Pressure on social media to take a more active role in combatting fraud is growing as a new report from The Payments Association (TPA) demands action.
The fintech industry has for some time been calling for social media platforms to accept their role in the rise of scams and do more to prevent them.
This is in part due to current regulations requiring payments providers to be solely liable for fraud reimbursements, which the industry sees as unfair due to the extent to which social media acts a source of scams.
In its new report, TPA has called on the government to impose tougher rules on social media platforms for hosting scam adverts.

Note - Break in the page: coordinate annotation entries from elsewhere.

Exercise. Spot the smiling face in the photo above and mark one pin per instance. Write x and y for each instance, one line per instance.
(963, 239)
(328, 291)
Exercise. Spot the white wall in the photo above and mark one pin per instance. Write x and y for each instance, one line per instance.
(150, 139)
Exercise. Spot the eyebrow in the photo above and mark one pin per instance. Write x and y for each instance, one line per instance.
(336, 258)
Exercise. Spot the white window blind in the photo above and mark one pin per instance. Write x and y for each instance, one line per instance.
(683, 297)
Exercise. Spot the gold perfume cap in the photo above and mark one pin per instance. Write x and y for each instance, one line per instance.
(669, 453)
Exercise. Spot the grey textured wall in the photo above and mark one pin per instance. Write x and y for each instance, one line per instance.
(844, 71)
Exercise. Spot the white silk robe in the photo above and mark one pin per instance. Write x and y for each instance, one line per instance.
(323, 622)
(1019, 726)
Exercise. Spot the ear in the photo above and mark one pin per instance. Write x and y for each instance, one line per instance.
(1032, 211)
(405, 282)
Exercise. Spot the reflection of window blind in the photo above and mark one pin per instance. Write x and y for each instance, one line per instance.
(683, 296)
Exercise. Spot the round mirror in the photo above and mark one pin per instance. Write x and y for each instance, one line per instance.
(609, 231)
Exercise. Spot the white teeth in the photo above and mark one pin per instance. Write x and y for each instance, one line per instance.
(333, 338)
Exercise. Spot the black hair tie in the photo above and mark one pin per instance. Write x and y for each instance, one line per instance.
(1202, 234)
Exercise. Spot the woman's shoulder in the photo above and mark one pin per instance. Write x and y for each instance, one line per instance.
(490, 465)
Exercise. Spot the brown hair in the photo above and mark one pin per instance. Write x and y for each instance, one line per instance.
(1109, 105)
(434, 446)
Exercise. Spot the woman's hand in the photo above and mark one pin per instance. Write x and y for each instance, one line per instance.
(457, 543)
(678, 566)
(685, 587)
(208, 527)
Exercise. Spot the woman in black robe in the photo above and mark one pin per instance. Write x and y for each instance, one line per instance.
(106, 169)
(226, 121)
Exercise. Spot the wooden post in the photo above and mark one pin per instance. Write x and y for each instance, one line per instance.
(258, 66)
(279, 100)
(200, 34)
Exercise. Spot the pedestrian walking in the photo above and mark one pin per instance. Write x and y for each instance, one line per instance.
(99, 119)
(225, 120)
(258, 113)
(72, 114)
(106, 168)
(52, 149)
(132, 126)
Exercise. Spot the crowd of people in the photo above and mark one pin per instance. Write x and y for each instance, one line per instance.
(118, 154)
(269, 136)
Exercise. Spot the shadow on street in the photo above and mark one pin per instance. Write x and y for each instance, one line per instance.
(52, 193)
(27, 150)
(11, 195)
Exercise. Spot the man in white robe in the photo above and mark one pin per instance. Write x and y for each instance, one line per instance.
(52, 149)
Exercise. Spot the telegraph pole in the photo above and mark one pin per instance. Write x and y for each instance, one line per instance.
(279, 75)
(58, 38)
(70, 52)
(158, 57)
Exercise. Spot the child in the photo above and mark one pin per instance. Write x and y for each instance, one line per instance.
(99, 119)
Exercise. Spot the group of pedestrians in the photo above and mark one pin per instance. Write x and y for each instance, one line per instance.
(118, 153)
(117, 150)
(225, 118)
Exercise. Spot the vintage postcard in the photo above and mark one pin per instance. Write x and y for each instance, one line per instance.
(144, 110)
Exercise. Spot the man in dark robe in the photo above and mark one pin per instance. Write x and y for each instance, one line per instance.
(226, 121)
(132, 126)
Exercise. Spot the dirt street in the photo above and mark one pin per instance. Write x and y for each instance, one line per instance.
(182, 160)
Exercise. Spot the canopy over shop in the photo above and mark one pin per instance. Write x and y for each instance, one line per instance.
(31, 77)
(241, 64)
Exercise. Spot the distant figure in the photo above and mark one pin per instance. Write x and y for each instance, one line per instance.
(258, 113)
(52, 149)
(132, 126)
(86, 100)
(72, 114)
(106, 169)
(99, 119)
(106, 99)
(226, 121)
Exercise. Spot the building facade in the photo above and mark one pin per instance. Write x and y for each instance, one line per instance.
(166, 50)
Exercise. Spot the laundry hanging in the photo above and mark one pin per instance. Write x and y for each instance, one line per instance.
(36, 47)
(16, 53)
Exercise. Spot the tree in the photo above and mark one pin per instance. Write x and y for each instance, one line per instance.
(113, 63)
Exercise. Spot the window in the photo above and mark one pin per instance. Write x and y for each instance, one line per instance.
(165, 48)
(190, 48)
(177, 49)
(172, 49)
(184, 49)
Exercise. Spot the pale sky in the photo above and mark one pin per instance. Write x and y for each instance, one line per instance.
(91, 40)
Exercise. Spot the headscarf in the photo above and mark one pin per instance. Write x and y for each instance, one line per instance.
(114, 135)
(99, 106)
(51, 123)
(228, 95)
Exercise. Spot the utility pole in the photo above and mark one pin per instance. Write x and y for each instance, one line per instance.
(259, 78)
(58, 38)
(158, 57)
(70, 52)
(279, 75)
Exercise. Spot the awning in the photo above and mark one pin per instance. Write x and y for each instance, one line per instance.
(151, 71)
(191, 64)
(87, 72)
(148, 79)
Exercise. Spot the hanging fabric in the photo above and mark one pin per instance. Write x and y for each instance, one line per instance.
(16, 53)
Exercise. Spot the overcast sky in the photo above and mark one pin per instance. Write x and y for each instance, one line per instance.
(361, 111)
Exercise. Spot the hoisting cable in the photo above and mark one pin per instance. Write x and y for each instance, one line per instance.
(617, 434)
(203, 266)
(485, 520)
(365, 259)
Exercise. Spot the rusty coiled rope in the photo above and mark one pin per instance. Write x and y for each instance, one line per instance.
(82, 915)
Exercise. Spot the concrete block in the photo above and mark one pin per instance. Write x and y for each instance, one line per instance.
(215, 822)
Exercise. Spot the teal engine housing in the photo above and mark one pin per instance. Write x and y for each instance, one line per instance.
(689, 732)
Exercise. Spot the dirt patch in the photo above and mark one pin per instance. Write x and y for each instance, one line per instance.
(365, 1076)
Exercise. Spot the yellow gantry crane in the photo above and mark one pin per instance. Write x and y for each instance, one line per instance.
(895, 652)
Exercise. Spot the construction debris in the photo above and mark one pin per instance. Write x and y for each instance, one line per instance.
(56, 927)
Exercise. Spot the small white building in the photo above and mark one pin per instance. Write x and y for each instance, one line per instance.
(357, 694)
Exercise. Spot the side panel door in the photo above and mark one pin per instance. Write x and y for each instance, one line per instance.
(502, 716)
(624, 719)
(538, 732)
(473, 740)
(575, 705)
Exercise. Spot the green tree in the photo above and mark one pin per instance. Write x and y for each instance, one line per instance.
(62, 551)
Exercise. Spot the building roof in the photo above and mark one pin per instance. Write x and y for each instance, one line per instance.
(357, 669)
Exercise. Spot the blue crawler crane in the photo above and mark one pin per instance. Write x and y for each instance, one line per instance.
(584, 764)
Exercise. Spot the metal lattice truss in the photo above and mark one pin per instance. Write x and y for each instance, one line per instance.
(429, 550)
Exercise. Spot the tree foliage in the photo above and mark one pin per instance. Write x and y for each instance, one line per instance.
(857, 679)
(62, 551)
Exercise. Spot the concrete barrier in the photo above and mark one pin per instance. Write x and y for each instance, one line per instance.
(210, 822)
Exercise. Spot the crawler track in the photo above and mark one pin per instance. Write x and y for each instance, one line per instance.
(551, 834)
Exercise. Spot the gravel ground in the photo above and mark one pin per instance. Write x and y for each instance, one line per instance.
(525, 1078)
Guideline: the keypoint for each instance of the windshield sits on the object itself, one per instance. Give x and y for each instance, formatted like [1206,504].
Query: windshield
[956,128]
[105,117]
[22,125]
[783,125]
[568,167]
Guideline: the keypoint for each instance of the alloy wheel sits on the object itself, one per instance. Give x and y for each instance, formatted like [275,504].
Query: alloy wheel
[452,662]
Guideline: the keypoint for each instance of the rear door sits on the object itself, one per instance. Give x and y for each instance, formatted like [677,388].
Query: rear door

Recent research commissioned by Revolut found that companies like Meta earn hundreds of millions from hosting scam adverts every year in the UK alone, suggesting that these platforms are incentivised to be lenient on certain types of fraudulent activity.
TPA has said the burden for combating scam ads is “not fairly shared”, pointing to a “fundamental imbalance at the heart of the fraud system”.
According to the report, around two-thirds of cases of Authorised Push Payment (APP) fraud, the most common category, start in online platforms such as social media, marketplaces and messaging services.
TPA estimated that social media platforms generated £3.8bn in revenue from scam advertising across Europe in 2025.
It also warns that relying solely on payment providers is an inefficient system.
“By the time a transaction reaches the banking system, the scam has often been in motion for days or weeks, limiting the ability of payment providers to intervene effectively,” the report said.
It has called for enforceable standards for scam prevention to be placed on digital platforms, robust advertiser verification, defined timeframes for removing fraudulent content, mandatory cross-sector intelligence sharing and greater transparency and accountability in platform oversight.